When he arrived in Italy, Bankù, like many other young men coming from the rural areas of Western Africa, was functional illiterate. Having lost his parents at the age of 9 he managed to survive thanks to his special skill of horientating himself in each type of contest - what the French call “l’Art de la Débrouille”. This allowed him to grow up and manage to cross the Niger desert, reach Libya and then sail to Italy, which became his adoptive country for all intents and purposes.
Bankù, through his modern hunter-gatherer practices, was able to quickly provide for his own needs and for those of the community thanks to his knowledge of where to find anything for the best price: he would always come back to the atelier with a big bag of rice on his shoulders, and then onions, chicken and several tins. He would spend the rest of his time to support the social life of the atelier: he’s always been helping the group work, and he was an inspiring presence, able to lift the mood and bring optimism and at the same time mediate between the conflicts that sometimes would start within the group, and that would mostly end with Bankù’s jokes.
Within the squat, where he is loved and respected by everyone, at some point he started a small vegetable garden as well as a roost, where firstly 4, and then 5, and then 6 hens would scratch about and obey him.
Bankù is extremely clever, able to move within an informal economy and never surpassing the subtle and invisible line between legality and illegality. He has a strong sense of community, his social network allows him to survive. As a metaphor we could think of a spider web whose strength, resistance and resilience make it an essential tool to gather food.
Nowadays Bankù is the owner of a residency permit, has successfully attended many literacy and conversation courses with volunteering teachers and he is now registered in a CPT - Provincial Center for Adults Education where he is obtaining his first language certificates. He is working in a greenhouse cultivating mushrooms with a regular contract and he is living inside an experimental social co-housing structure together with 6 of his companions where he has started a new vegetable garden.
Rifùgiati | Ph. Michele Amaglio
Talking Hands aims at training new designers. You are an art director yourself.
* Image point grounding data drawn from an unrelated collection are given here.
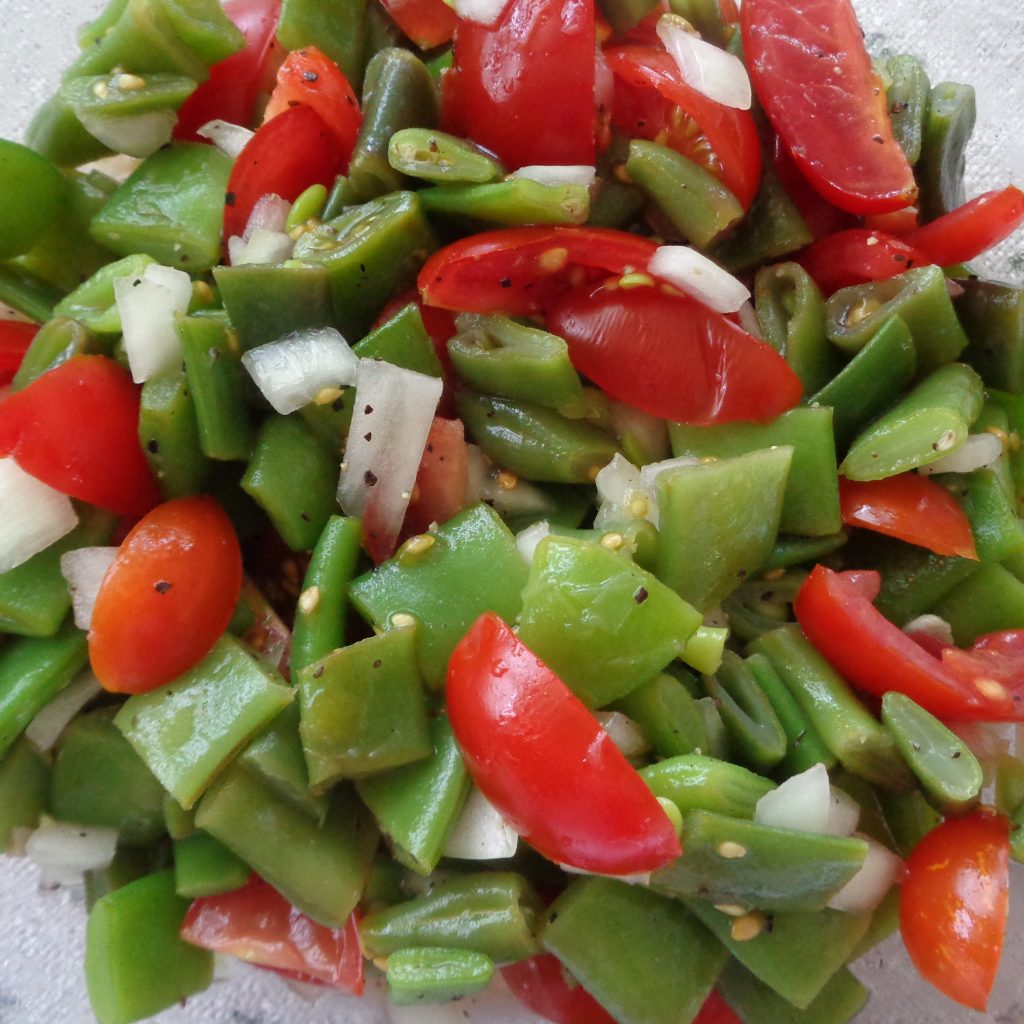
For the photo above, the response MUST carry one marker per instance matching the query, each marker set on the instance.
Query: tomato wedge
(813, 76)
(836, 612)
(652, 101)
(168, 596)
(670, 355)
(542, 759)
(953, 905)
(909, 507)
(41, 427)
(259, 926)
(521, 270)
(525, 110)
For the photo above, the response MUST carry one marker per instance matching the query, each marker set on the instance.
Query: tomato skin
(41, 427)
(541, 758)
(813, 76)
(168, 596)
(953, 905)
(909, 507)
(258, 925)
(286, 156)
(672, 356)
(500, 96)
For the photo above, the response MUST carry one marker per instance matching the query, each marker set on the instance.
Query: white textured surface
(41, 981)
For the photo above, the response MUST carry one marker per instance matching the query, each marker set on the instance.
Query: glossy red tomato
(259, 926)
(527, 111)
(909, 507)
(670, 355)
(41, 427)
(814, 78)
(542, 759)
(168, 596)
(953, 905)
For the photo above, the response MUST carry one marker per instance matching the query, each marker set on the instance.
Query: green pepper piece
(493, 912)
(951, 116)
(216, 381)
(697, 205)
(444, 590)
(601, 623)
(436, 157)
(398, 92)
(810, 503)
(928, 423)
(135, 964)
(861, 744)
(171, 208)
(371, 252)
(643, 957)
(187, 730)
(718, 522)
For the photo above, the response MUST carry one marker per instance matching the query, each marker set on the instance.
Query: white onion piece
(978, 452)
(881, 870)
(699, 278)
(44, 730)
(32, 515)
(394, 409)
(801, 803)
(480, 833)
(558, 174)
(230, 139)
(290, 373)
(84, 569)
(713, 72)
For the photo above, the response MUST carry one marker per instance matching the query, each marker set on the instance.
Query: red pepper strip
(971, 229)
(42, 427)
(909, 507)
(856, 257)
(836, 612)
(542, 759)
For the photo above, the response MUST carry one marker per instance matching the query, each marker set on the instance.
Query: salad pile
(522, 487)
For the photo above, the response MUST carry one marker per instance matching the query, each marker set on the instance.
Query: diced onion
(480, 833)
(44, 730)
(881, 870)
(699, 278)
(978, 452)
(801, 803)
(32, 515)
(84, 569)
(290, 373)
(711, 71)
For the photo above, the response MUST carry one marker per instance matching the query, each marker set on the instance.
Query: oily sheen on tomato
(670, 355)
(168, 596)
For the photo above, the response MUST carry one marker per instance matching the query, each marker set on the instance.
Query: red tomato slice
(507, 92)
(909, 507)
(836, 612)
(971, 229)
(858, 256)
(41, 427)
(541, 758)
(813, 76)
(231, 91)
(309, 77)
(259, 926)
(542, 984)
(288, 155)
(953, 905)
(521, 270)
(670, 355)
(653, 102)
(168, 596)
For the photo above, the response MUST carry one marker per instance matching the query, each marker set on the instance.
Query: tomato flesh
(168, 596)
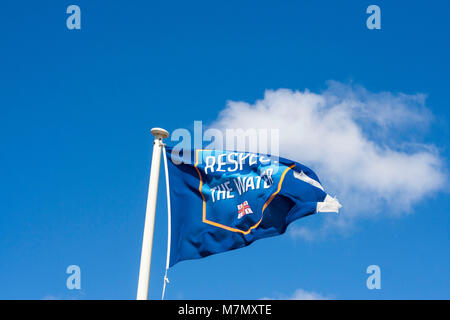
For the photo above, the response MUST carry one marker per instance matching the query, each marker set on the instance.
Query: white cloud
(300, 294)
(365, 147)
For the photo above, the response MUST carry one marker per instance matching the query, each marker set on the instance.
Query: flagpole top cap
(159, 133)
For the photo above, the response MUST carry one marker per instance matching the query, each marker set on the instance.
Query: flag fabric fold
(224, 200)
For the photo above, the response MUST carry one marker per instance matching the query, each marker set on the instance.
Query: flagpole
(147, 242)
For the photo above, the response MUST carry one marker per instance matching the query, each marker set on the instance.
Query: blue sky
(76, 111)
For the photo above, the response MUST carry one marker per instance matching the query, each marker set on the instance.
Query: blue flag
(224, 200)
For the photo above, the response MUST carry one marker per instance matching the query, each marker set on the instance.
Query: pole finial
(160, 133)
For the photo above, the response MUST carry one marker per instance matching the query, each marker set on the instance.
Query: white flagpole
(147, 242)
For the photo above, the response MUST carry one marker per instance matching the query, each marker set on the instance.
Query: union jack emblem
(243, 209)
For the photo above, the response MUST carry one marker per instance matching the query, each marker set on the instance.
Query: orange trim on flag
(266, 204)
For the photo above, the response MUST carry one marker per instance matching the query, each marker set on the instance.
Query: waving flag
(226, 200)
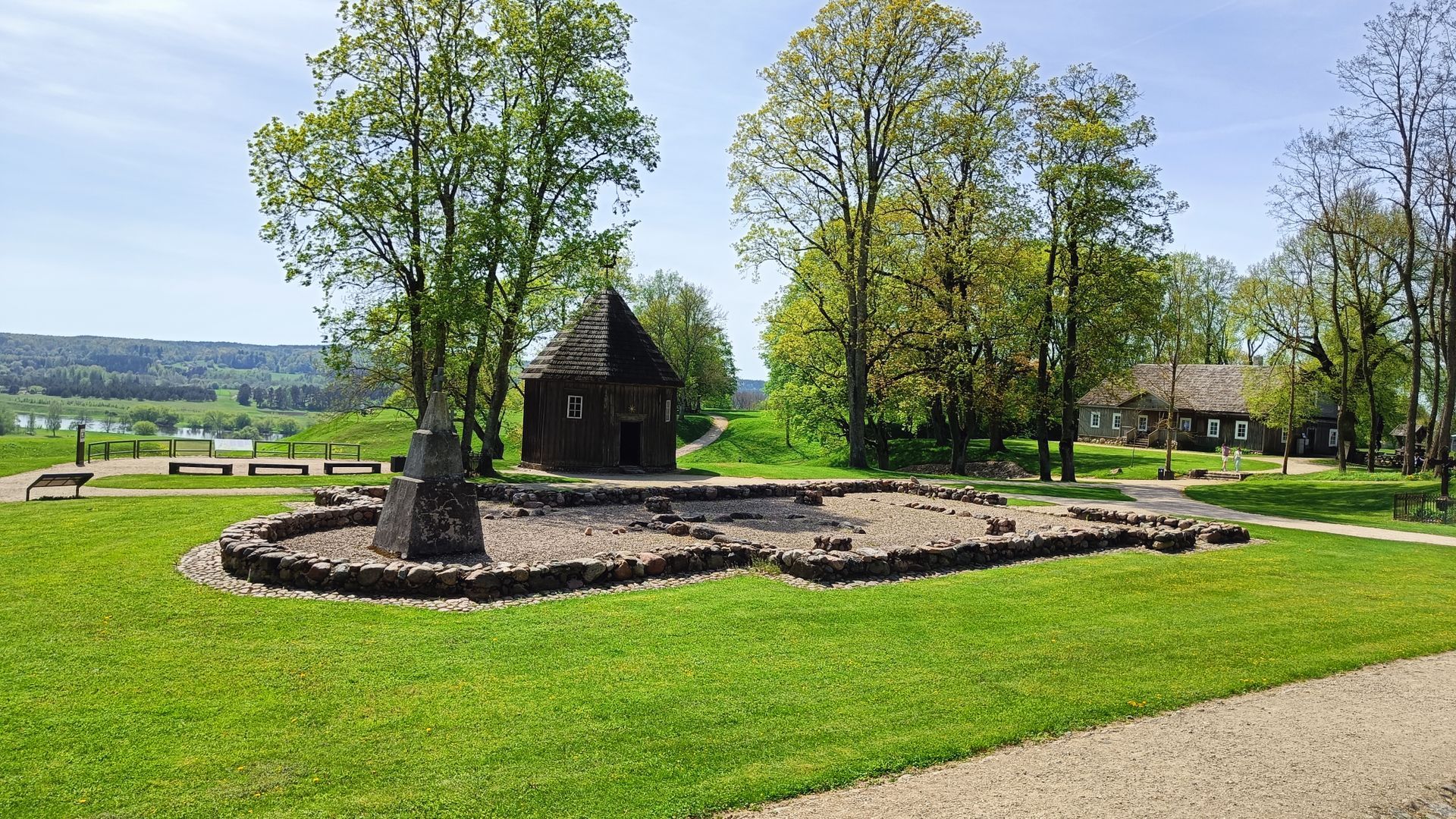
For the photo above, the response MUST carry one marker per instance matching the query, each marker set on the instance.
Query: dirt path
(1347, 745)
(720, 425)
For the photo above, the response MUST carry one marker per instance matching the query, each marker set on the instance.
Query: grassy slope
(127, 689)
(22, 452)
(1321, 497)
(274, 482)
(692, 428)
(98, 407)
(753, 447)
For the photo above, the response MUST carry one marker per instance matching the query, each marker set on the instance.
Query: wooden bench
(58, 480)
(332, 466)
(175, 466)
(300, 468)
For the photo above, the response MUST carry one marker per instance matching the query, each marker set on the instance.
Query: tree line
(965, 240)
(446, 191)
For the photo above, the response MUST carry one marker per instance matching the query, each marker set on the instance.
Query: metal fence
(149, 447)
(202, 447)
(1423, 507)
(306, 449)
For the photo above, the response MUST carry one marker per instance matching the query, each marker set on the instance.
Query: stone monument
(431, 509)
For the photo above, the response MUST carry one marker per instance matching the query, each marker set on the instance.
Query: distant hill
(139, 368)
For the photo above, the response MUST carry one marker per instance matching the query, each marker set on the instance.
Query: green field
(386, 431)
(1323, 497)
(96, 409)
(127, 689)
(753, 447)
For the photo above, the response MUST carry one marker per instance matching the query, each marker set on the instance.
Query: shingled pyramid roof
(606, 344)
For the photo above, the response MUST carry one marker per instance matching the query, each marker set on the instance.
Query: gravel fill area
(561, 534)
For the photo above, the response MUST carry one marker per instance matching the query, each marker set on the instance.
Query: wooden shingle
(606, 344)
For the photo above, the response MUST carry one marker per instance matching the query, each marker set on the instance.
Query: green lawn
(96, 409)
(753, 447)
(386, 431)
(126, 689)
(1318, 497)
(235, 482)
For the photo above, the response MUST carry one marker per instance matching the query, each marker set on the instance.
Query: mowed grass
(24, 452)
(1321, 497)
(753, 447)
(152, 482)
(127, 689)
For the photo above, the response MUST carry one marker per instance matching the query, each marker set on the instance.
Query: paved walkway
(1168, 499)
(1338, 746)
(720, 425)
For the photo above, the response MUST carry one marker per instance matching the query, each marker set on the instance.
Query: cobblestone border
(251, 553)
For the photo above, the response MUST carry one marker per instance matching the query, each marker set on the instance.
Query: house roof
(606, 344)
(1201, 388)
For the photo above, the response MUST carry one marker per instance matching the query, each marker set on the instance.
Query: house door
(631, 452)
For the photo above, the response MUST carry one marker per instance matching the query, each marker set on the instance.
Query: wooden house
(1212, 411)
(601, 397)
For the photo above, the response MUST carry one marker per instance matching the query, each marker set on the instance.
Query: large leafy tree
(1103, 215)
(813, 168)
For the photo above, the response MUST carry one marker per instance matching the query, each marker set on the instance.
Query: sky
(126, 206)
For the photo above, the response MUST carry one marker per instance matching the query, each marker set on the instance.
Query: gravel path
(1345, 746)
(720, 425)
(563, 534)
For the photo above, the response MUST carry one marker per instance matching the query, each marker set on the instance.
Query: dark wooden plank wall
(554, 441)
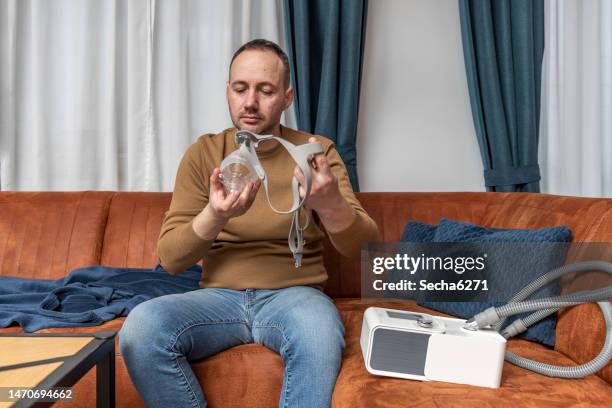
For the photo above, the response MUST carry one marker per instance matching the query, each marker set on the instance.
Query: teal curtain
(503, 46)
(325, 41)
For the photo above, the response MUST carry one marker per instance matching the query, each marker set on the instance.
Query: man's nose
(251, 101)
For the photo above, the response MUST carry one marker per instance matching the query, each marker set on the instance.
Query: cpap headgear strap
(246, 158)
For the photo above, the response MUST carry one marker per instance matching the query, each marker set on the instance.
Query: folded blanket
(87, 296)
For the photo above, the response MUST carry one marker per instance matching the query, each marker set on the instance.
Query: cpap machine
(419, 346)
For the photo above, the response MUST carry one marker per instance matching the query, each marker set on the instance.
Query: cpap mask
(242, 166)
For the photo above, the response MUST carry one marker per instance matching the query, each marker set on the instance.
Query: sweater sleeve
(178, 246)
(363, 228)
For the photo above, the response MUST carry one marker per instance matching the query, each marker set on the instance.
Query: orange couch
(46, 235)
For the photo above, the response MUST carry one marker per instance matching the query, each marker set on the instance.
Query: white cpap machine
(418, 346)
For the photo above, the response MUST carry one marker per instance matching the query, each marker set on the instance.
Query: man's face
(256, 92)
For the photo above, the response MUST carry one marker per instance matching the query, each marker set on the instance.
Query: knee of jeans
(319, 333)
(142, 328)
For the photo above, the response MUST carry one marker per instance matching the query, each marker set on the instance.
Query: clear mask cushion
(242, 167)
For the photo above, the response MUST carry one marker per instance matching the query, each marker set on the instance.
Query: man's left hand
(324, 191)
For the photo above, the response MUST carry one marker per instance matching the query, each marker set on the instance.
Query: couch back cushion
(46, 235)
(134, 223)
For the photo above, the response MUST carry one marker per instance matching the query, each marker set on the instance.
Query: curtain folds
(108, 95)
(503, 44)
(576, 142)
(325, 42)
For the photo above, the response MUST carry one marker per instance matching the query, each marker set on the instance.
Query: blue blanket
(86, 297)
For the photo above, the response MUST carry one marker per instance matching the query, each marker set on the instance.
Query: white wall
(415, 130)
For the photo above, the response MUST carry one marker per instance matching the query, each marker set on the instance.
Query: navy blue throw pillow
(454, 231)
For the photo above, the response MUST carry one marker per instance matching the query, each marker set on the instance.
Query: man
(251, 290)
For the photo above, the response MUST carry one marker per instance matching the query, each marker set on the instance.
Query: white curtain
(108, 94)
(576, 122)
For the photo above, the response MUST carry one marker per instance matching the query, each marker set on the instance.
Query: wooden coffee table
(39, 368)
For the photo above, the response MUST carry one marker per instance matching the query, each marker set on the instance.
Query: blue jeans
(161, 336)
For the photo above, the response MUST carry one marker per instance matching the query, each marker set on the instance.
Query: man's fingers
(321, 161)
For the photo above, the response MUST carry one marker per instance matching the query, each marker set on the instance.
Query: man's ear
(288, 97)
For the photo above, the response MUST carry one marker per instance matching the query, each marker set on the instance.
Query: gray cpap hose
(496, 317)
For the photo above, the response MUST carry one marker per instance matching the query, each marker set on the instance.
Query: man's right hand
(221, 207)
(234, 204)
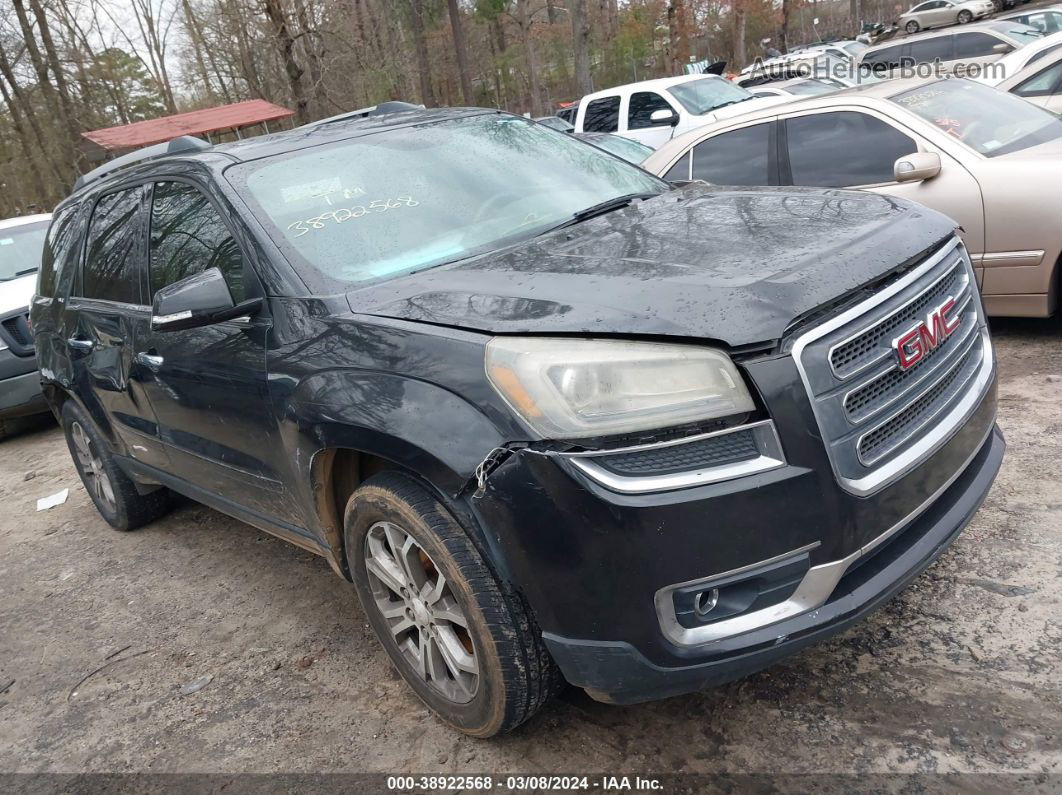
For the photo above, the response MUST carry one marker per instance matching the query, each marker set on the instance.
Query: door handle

How, in your opinion, can design support social change?
I think it is misleading to think that design can start processes of social change - this has been a big mistake in the past and it produced disastrous consequences. Design can be an incredible tool to answer new needs arising from social processes and transformations. Edouard Glissant, speaking of creolisation processes - a word I prefer using since it refers to a linguistic and cultural process instead of using other words that still somehow refer to a biological heredity - says that nowadays it is impossible to write without acknowledging the existence of all the languages in the world, and I think this same thought can be applied to design, fashion, architecture and all project-based disciplines.